Dikkat ederseniz klasik, modern ya da yeni çıkanlardan olsun, her iyi eserin mutlaka bir ya da daha fazla derdi vardır. Fakirliğe, sisteme, aşka, şansa, kadere, Tanrı’ya, muktedir her kimse ona hatta kişinin kendi öz benliğine bile bir eleştiri getirir. Bir arayış ya da bir başkaldırı vardır. Bu Tatar Çölünde “beklemek” olarak karşımıza çıkar. Suç ve Ceza’da adalet, Tolstoy’un Diriliş’inde vicdan… Bu kitaptan (bu da pek soğuk bir ifade oldu) ‘Kıpırdamıyoruz’ isimli eserimizden benim okuyabildiğim en önemli mesaj ya da bu romanın gözümüze soktuğu en önemli dert (ki buna alt metin de derler) ‘iyilik ve kötülük’ kavramlarını kâh inceden kâh göstere göstere işlemesiydi. Bkz: Firdevs orospusunun yaptıklarına. Bkz: Bekçi Harun’un yaptıklarına… İyilik ama neye göre iyilik? Kötülük ama neye ve kime göre kötülük?… İşte burada (çok derin olmasa da) kitabın dokundurmalarını ben şahsen gördüm. Bir mit bir fenomen gibi işlenen bir diğer konu da (bunu yazarın çok daha iyi işlediğine inanıyorum) ‘durmak’ hadisesiydi. Yalnız öyle yalı kazığı gibi bir durmak değil mevzu bahis olan. Aslında o da var ama bizim kahramanımız Settar’ın durmaları çok daha hoş. Hatta bana sorarsanız anlamlı ve faydalı. Keşke bizlerde hani biraz durup, düşünebilsek, hayatımızı, alışkanlıklarımızı, insanların neyi nasıl yaptılarını ya da bizim neye nasıl tepkiler veriyor olduğumuzu şöyle bir sorgulasak.
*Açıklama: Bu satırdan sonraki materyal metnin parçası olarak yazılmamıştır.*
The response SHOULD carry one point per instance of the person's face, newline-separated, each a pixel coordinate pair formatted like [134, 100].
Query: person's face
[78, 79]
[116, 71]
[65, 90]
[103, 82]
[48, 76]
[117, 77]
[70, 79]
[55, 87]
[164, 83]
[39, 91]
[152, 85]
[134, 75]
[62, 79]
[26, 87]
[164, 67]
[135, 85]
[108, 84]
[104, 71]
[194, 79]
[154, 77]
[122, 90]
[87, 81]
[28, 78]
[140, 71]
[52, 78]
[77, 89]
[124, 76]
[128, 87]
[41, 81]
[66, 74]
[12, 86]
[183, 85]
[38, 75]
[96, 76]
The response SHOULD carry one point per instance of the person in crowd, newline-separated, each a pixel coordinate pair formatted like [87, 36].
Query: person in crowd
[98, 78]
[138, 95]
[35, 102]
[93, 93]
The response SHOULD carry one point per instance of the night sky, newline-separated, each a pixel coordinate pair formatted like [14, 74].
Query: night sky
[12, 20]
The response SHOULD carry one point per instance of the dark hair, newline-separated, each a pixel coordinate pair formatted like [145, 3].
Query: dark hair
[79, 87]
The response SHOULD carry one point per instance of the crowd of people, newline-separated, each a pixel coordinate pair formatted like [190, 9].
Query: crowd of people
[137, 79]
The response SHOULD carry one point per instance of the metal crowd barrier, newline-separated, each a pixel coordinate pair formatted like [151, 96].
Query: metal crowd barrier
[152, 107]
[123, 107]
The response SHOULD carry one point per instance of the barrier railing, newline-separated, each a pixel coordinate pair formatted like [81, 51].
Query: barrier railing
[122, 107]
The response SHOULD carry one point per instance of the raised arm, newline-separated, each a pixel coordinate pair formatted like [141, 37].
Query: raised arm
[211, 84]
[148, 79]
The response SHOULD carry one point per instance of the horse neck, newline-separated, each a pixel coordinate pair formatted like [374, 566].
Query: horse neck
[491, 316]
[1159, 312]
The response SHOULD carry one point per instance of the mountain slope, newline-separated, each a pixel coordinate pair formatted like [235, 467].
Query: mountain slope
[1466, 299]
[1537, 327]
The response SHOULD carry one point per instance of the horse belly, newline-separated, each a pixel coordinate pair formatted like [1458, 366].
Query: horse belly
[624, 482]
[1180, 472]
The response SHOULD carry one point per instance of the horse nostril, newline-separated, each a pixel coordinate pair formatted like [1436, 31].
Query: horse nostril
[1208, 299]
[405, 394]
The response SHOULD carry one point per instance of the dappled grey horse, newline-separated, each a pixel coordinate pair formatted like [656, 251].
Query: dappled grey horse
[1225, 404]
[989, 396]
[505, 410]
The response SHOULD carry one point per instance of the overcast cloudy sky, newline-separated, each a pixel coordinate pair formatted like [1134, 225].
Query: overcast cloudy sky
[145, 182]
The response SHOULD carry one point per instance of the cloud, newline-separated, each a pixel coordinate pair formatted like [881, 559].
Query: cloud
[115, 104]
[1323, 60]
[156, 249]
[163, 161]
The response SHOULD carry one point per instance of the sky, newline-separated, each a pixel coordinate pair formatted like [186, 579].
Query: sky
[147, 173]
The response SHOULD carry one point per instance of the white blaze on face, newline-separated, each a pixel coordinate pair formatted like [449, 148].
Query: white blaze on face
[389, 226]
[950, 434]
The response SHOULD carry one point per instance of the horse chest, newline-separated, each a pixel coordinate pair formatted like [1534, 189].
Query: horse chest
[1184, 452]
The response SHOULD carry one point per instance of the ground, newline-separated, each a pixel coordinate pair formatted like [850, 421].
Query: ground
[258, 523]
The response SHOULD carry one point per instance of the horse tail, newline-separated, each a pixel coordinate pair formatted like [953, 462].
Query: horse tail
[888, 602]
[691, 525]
Çok daha güzel olmaz mıydı? Olurdu elbette. Settar demek bana kalırsa berabarinde kaos ve eziyetten başka bir şey getirmeyen kapitalist sömürü düzenine bir diklenmeydi. Ben öyle aldım. Belki de öyle algılamak istedim. Beri yandan, hadi onu da açık edelim, fotoğrafçılık mesleğinde sıkça kullanılan bir emir kipi vardır: objektifin karşısında doğru duruş ve ifadeyi alırken, fotoğrafçı “kıpırdama” der. Hah işte kitabın adı ve Settar’ın mevzusu da tam olarak oradan geliyor işte. Kıpırdamıyoruz!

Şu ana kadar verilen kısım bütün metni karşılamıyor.